Really should checkout the Elastic Aggregations documentation, it's great:
In short, the format is something like this
"aggregations" : {
"<aggregation_name>" : {
"<aggregation_type>" : {
<aggregation_body>
}
[,"meta" : { [<meta_data_body>] } ]?
[,"aggregations" : { [<sub_aggregation>]+ } ]?
}
[,"<aggregation_name_2>" : { ... } ]*
}
N-grams, give us a window on a word. E.g. N-gram of length 1: j,o,h,n,s,m,i,t,h N-gram of length 2: jo,oh,hn,sm,mi,it,th N-gram of length 3: joh,ohn,smi,mit,ith N-gram of length 4: john, smit, mith
Great for partial matching.
But not so great for auto complete, for this we need to use "Edge N-grams" (anchored N-grams)
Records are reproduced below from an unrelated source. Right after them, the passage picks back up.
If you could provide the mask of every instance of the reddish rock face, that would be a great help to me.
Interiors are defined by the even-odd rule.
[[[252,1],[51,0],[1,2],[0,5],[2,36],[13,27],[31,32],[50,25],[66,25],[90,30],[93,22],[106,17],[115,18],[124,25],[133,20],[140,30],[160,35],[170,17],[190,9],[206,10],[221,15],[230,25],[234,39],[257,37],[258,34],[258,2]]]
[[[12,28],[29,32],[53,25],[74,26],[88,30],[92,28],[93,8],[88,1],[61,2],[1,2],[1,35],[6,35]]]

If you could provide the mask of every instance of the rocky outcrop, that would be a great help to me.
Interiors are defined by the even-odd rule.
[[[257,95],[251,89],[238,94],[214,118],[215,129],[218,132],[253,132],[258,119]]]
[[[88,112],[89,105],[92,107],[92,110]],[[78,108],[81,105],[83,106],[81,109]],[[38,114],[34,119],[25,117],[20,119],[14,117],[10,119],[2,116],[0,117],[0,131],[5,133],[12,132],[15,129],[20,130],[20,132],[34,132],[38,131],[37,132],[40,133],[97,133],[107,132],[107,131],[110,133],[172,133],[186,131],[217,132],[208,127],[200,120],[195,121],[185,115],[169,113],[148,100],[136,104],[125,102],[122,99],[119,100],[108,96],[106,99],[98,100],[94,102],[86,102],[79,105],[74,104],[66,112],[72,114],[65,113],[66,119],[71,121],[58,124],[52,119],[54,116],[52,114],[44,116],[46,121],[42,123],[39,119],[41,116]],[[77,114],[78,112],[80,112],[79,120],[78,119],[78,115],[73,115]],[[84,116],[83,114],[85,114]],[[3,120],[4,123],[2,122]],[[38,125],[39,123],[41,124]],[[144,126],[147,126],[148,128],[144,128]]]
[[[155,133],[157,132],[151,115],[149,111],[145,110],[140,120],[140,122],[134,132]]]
j, jo, joh, john, s, sm, smi, smit, smith
Perfect for the purpose of autocompletion.
Step 1: Setup N-gram
{
"filter" : {
"autocomplete" : {
"type" : "edge_ngram",
"min_ngram" : 1,
"max_ngram" : 20
}
}
}
Step 2: Setup analyzers
{
"analyzer" : {
"name" : {
"type" : "standard",
"stopwords" : [] // we don't want stopwords so we don't endup removing 'A' from the likes of 'A A Miller'
},
"name_autocomplete" : {
"type" : "custom",
"tokenizer" : "standard",
"filter" : ["lowercase","autocomplete"] // we're refercing the autocomplete filter we created in the first step.
}
}
}
Step 3: Now that we've defined the analyzers, we need to apply them to the name field:
Previously, the name field was {"name": {"type" : "string"} }
, but now that we want to use the name field in two different ways, we need to declare it as a a multifield:
{
"name" : {
"type" : "multifield",
"fields" : {
"name" : { "type" : "string", "analyzer" : "name" }, // the name analyser is the analyzer we created in previous step.
"autocomplete" : {
"type" : "string",
"index_analyzer" : "name_autcomplete", // in the index we want to store j, jo, joh, john
"search_analyzer": "name" // but in the search, we want to only search based on what ther user last typed in (i.e. just joh not j,jo,joh)
}
}
}
}
Step 4: DEL /indexName
Step 5: Recreate the index with our new settings and mappings:
{
"settings" : {
"analysis" : {
"analyzer" : { ... },
"filter" : { ... },
}
},
"mappings" : {
"tweet" : {
"properties" : { ... }
}
}
}
Now, we need to do the autocomplete...
At its simplest, we can do this:
{
"match" : {
"name.autocomplete" : "john smi"
}
}
But, we should find a way of boosting results where there are full matches (john) in addition to the n-gram matches (smi)
{
"bool": {
"must": {
"match": {
"name.autocomplete": "john smi"
}
},
"should": { // if the criteria meets this, it gets extra points, it will because john matches
"match": {
"name": "john smi" // note we're checking against the name field, not name.autocomplete, so only john will match
}
}
}
}